* [PATCH] md: md_open returns -EBUSY when entering racing area
@ 2021-04-03 3:01 Zhao Heming
2021-04-03 16:11 ` Christoph Hellwig
0 siblings, 1 reply; 3+ messages in thread
From: Zhao Heming @ 2021-04-03 3:01 UTC (permalink / raw)
To: linux-raid, song, hch
Cc: Zhao Heming, guoqing.jiang, lidong.zhong, xni, neilb, colyli
commit d3374825ce57 ("md: make devices disappear when they are no longer
needed.") introduced protection between mddev creating & removing. The
md_open shouldn't create mddev when all_mddevs list doesn't contain
mddev.
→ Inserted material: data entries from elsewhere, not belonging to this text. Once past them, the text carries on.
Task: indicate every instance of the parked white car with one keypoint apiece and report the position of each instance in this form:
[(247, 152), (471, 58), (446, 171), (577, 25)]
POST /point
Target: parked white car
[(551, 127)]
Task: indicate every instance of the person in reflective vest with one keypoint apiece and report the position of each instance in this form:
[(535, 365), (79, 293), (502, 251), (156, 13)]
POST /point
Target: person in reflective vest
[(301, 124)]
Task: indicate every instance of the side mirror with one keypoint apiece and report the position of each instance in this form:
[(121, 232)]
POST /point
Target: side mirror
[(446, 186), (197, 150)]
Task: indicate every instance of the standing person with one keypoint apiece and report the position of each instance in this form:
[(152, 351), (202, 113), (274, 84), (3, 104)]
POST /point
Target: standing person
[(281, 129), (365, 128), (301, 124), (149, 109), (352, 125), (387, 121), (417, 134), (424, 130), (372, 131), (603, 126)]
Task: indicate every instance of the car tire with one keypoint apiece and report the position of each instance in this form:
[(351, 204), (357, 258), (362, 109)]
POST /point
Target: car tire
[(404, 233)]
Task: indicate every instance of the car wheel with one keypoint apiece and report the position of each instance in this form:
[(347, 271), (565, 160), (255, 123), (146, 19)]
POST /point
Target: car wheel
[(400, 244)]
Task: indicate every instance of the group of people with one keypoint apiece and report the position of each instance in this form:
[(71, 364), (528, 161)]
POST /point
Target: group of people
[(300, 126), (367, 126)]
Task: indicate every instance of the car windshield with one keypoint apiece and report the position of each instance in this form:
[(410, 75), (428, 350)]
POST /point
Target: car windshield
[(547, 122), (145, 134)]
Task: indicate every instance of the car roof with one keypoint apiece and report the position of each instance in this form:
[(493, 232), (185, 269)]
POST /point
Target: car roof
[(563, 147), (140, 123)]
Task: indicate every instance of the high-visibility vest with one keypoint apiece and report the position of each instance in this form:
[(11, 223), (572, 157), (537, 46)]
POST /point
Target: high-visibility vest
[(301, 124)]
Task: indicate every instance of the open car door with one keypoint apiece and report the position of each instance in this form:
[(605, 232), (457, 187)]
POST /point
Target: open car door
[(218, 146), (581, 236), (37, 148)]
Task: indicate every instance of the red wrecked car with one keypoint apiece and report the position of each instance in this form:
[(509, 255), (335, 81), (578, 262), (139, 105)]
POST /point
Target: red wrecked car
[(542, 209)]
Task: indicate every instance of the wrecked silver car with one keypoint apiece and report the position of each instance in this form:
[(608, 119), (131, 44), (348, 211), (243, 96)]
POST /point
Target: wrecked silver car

With currently code logic, there will be very easy to trigger
soft lockup in non-preempt env.
This patch changes md_open returning from -ERESTARTSYS to -EBUSY, which
will break the infinitely retry when md_open enter racing area.
This patch is partly fix soft lockup issue, full fix needs mddev_find
is split into two functions: mddev_find & mddev_find_or_alloc. And
md_open should call new mddev_find (it only does searching job).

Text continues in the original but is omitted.